Good grief... why don't you write a big letter to the VP and include it with you resignation... your organization sounds like a horrible place to work.
and you won't have many problems or complaints
Just because people don't bother to complain because you're too much of an ass to help them get their work done (seriously, reinstalling windows every night after you begged to get a box that can read a fricken excel document?) doesn't mean they don't have complaints/problems.
It just means you're an ass.
I agree.
Having worked for a Swiss bank, even its internal security was extremely good. The few times I have forgotten my pass, I needed to have the security people at the front door issue me a new one. Now, I've been working there for about 3 years, and all the sec people know me on-sight, by name. Yet they must bring up my security profile on their PCs, double-check by asking an obscure question that only I know the answer and then, and only then, will they issue a temporary pass for the day.
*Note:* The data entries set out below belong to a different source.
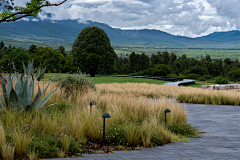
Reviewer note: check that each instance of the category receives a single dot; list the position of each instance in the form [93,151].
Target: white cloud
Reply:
[179,17]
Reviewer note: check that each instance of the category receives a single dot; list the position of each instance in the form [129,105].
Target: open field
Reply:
[26,43]
[106,79]
[182,94]
[190,53]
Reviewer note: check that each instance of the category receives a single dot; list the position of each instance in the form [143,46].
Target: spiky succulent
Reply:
[21,98]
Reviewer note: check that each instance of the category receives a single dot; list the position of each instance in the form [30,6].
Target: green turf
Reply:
[197,85]
[105,79]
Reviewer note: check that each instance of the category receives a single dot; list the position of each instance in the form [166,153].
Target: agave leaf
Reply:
[39,77]
[19,85]
[5,93]
[9,85]
[13,100]
[31,69]
[46,88]
[28,68]
[30,90]
[14,68]
[51,105]
[36,99]
[45,99]
[38,71]
[28,108]
[55,77]
[1,105]
[22,97]
[24,68]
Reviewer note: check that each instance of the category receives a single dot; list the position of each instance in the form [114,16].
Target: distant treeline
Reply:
[159,64]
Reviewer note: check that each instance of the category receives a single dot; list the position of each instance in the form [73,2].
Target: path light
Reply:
[105,115]
[92,103]
[166,111]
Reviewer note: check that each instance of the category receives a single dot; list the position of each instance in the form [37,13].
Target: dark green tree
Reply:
[32,49]
[92,51]
[165,57]
[133,62]
[16,56]
[143,62]
[53,59]
[155,59]
[1,45]
[161,70]
[62,50]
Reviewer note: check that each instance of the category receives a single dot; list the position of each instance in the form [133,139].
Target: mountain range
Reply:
[66,31]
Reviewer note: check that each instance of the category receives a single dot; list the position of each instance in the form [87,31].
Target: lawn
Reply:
[198,84]
[105,79]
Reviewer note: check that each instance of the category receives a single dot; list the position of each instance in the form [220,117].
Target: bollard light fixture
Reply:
[92,103]
[166,111]
[105,115]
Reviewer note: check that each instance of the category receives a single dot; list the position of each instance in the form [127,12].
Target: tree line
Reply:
[163,64]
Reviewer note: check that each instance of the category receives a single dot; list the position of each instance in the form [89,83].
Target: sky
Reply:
[191,18]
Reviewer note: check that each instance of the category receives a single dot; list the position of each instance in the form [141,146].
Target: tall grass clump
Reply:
[70,127]
[21,141]
[8,152]
[207,96]
[2,136]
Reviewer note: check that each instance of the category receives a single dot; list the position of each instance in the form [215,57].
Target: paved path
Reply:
[222,140]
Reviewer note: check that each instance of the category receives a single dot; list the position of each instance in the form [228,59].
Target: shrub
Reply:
[75,82]
[116,135]
[199,70]
[221,80]
[207,77]
[182,129]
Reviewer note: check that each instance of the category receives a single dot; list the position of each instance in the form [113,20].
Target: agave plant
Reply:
[21,98]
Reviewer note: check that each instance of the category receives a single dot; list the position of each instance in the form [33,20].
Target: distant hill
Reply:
[66,31]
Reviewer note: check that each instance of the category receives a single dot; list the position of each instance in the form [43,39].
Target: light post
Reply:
[166,111]
[105,115]
[92,103]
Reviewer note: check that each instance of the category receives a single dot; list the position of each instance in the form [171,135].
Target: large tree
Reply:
[31,8]
[92,51]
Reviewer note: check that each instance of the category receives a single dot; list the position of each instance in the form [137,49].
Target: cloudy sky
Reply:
[192,18]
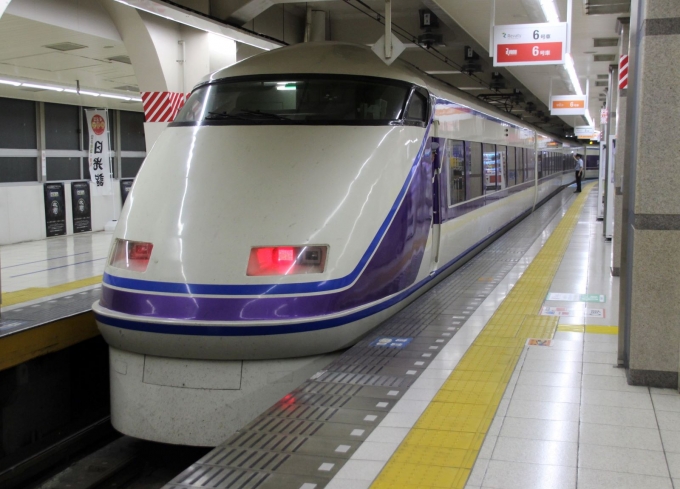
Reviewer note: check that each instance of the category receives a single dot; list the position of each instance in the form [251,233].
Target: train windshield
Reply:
[298,100]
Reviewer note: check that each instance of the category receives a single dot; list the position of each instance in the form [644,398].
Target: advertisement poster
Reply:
[80,201]
[125,187]
[55,209]
[98,151]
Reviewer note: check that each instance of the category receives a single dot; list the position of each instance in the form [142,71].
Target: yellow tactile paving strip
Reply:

In addition, to get to some of the system rooms I needed to pass 6 security pass points:
- front door - security guards, passcard
- entry to secure entry - use pass card, checked by security guard
- entry to secure zone - use passcard and fingerprint to go through a door for only one person at a time, checked by security guard
- elevator to secure zone 5 - use passcard
- entry to secure zone 5a - use passcard
- entry to system room - use passcard to go through a door for only one person at a time
The difficulty, although well warranted, led my team member and I to design our systems (400 Citrix servers) to be completely managed remotely. The time to just go down to push a button or type on the keyboard was considerable.
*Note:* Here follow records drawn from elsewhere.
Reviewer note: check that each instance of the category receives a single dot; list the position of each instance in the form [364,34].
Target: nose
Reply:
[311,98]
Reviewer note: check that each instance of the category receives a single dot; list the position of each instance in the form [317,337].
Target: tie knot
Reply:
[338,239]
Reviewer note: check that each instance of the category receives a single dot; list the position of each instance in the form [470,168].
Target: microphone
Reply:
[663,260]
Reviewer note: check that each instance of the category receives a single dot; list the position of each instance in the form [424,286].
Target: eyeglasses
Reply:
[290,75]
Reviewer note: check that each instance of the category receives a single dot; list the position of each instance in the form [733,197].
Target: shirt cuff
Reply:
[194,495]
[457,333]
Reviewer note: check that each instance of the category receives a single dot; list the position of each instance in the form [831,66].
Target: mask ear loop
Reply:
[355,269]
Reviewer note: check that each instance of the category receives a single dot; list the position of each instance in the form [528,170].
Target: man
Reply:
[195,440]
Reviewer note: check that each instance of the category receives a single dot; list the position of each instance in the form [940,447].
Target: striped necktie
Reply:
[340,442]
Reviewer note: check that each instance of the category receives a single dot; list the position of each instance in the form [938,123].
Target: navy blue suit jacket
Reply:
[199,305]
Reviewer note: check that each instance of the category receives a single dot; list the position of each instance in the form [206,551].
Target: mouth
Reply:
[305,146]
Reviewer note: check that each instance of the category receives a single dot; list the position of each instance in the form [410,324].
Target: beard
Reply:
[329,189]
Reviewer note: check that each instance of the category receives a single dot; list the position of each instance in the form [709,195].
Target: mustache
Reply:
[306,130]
I remember the first time we had to move the servers into the server room. There were about 25 pizza-boxes on a trolly that couldn't go into the room since it was a 'raised-floor'. So we used the trolly to block the door open while we moved the servers in. After about 3 minutes there was an alarm beeping for a minute or so, which we figured was the door alarm. It went off, so we continued moving the servers into the room.
A minute later, two security guards appeared to check. They asked us why we left the door open since that set off the alarm. Next, they asked us for our passcards, called in on telephone to the main security center to confirm we could be here in this specific room. Afterwards they mentioned not to leave the door open since the alarm goes off. We said ok and finished the job.
Now, these were the same guards that saw us pass into the secure area a few minutes earlier, so it was obvious we were ok to be there. But they double-checked again.
Two weeks later it happened again, while moving in another batch of servers. And a minute later the guards were there, double-checked our passes. But this time, a warning was sent to our manager. Ouch.
But all in all, it was a wonderful (and safe) learning experience.
If you can stay calm, while all around you is chaos... then you probably haven't completely understood the question.